Advertisement

Haiti’s president, Rene Preval, speaks a week after quake

Share

Seated under a mango tree with helicopters and cargo planes thundering overhead, Haitian President Rene Preval had few answers to the many questions facing the head of a devastated country. He could not say how many people had died. He did not know when the roads would be cleared of debris. He wouldn’t venture a guess on whether more survivors might still be pulled from the rubble.

“We haven’t ended the rescue operations, but we know that as the days pass, the chances are getting smaller and smaller,” the president told The Times, speaking after a news conference held at what serves as his government’s headquarters: a guarded police station behind cinder-block walls near the airport.

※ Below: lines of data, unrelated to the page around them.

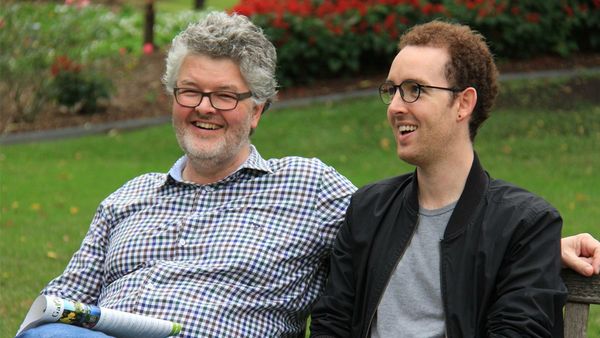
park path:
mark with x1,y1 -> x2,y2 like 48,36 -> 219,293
1,67 -> 599,146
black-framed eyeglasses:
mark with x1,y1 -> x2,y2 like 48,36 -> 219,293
378,80 -> 464,104
173,87 -> 253,111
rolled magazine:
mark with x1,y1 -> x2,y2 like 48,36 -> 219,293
17,295 -> 182,337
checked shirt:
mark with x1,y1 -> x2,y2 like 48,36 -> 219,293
41,146 -> 356,337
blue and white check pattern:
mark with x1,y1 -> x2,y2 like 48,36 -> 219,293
41,146 -> 356,337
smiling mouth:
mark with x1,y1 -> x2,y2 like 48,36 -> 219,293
192,121 -> 220,130
398,125 -> 417,135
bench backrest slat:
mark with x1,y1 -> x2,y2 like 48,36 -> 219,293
561,268 -> 600,338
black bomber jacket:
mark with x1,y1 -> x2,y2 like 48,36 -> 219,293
310,154 -> 567,338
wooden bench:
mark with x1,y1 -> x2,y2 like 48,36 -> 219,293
561,269 -> 600,338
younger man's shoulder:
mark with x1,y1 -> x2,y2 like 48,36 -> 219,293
488,178 -> 559,216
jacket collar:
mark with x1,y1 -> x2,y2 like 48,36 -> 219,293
405,152 -> 489,238
444,152 -> 489,239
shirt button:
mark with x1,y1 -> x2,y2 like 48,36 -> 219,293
147,282 -> 155,290
179,239 -> 186,246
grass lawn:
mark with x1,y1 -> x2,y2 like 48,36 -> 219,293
1,92 -> 599,336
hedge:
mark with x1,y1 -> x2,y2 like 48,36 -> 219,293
230,0 -> 600,86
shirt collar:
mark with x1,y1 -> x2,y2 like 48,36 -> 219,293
165,145 -> 273,185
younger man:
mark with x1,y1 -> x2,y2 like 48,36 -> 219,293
310,20 -> 568,337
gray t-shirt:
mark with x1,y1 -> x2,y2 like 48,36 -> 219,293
371,202 -> 456,338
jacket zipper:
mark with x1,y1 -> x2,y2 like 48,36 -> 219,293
364,216 -> 420,337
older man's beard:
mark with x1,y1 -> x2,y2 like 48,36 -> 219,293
173,115 -> 253,171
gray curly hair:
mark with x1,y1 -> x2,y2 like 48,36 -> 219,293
162,11 -> 278,105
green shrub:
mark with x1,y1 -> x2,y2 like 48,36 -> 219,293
48,56 -> 113,114
0,2 -> 217,130
231,0 -> 600,87
1,1 -> 598,128
0,3 -> 138,128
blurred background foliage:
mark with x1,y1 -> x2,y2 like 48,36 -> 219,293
232,0 -> 600,85
1,0 -> 599,129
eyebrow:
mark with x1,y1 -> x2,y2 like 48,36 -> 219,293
177,80 -> 241,91
386,77 -> 434,86
384,78 -> 413,84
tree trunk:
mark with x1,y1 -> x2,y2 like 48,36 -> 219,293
143,1 -> 155,47
194,0 -> 205,10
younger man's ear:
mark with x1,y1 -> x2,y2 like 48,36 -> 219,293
457,87 -> 477,121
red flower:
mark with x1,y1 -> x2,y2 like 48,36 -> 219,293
466,0 -> 476,10
335,1 -> 349,14
352,1 -> 368,16
50,55 -> 81,77
316,0 -> 335,17
51,65 -> 60,77
325,20 -> 343,35
495,3 -> 506,14
511,6 -> 520,15
77,0 -> 90,8
230,4 -> 253,16
373,22 -> 383,34
297,0 -> 312,16
525,12 -> 540,23
255,1 -> 274,14
422,3 -> 434,15
143,42 -> 154,55
422,3 -> 444,15
272,15 -> 289,29
384,13 -> 394,28
563,5 -> 574,17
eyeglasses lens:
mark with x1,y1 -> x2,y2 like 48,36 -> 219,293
400,82 -> 420,103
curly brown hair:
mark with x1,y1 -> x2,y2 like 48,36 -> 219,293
399,20 -> 499,141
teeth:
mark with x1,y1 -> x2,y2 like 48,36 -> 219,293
398,125 -> 417,133
193,122 -> 219,130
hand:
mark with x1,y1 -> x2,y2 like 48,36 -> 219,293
561,233 -> 600,277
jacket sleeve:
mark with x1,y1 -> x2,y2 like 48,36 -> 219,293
486,205 -> 567,337
310,200 -> 357,338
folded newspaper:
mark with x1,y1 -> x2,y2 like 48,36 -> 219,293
17,295 -> 182,337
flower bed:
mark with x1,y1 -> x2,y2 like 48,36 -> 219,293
231,0 -> 600,86
1,0 -> 599,133
0,2 -> 207,131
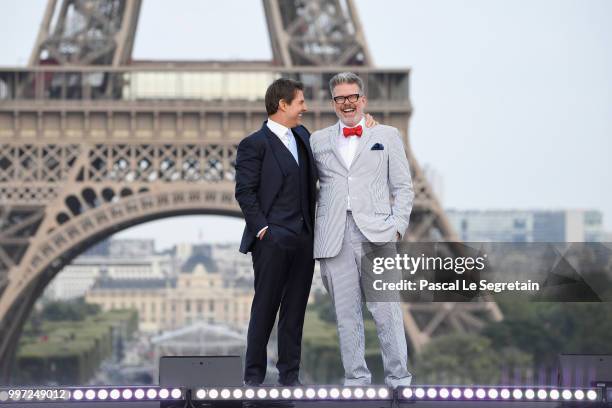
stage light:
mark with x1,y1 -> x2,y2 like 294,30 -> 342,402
378,388 -> 389,399
257,388 -> 267,399
269,388 -> 280,399
245,389 -> 255,399
341,388 -> 352,399
281,388 -> 291,399
195,389 -> 206,399
73,390 -> 83,401
305,388 -> 316,399
208,389 -> 218,399
330,388 -> 340,399
0,387 -> 190,403
293,388 -> 304,399
366,388 -> 376,399
354,388 -> 365,398
122,389 -> 133,400
549,389 -> 560,400
232,389 -> 243,399
317,388 -> 328,398
376,386 -> 602,404
220,389 -> 231,399
587,390 -> 597,401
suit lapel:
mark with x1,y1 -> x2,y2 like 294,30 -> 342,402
293,127 -> 317,179
351,124 -> 374,167
328,123 -> 349,173
263,124 -> 294,176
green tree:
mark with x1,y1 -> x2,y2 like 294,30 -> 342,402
40,298 -> 101,322
414,332 -> 533,385
483,300 -> 612,368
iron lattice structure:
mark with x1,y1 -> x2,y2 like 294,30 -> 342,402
0,0 -> 501,382
263,0 -> 373,66
29,0 -> 142,66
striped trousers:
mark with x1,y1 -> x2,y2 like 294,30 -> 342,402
319,212 -> 412,387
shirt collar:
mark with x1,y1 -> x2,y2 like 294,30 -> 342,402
339,117 -> 366,132
267,118 -> 290,139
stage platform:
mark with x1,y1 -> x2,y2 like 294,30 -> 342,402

Preval spoke in the police station’s car park. He looked shaken and did little to offer forceful reassurances to Haitians. Asked repeatedly about security, he said the police were acting in “extremely difficult conditions.”

He called on the Haitian people to “organize themselves” to maintain order.

The quake destroyed every major government building, including the National Palace, the Supreme Court and ministries. Preval told of telephoning government office after government office last Tuesday after the quake, then calling U.N. headquarters -- all without answer. He then got on a motorcycle to survey the wasteland.

But he had since been largely invisible to his countrymen. His news conference was held exactly a week after the quake. When it ended, Preval turned to head back to his office in the police station. He was confronted by a woman in red.

“Mr. President! Mr. President!” she shouted. “People are dying. We have no water.

“The mayor has everything and he doesn’t want to give it up!” she said. “Please, please, please, just a bag of rice.”

“OK, a bag of rice,” Preval said. Then he went inside.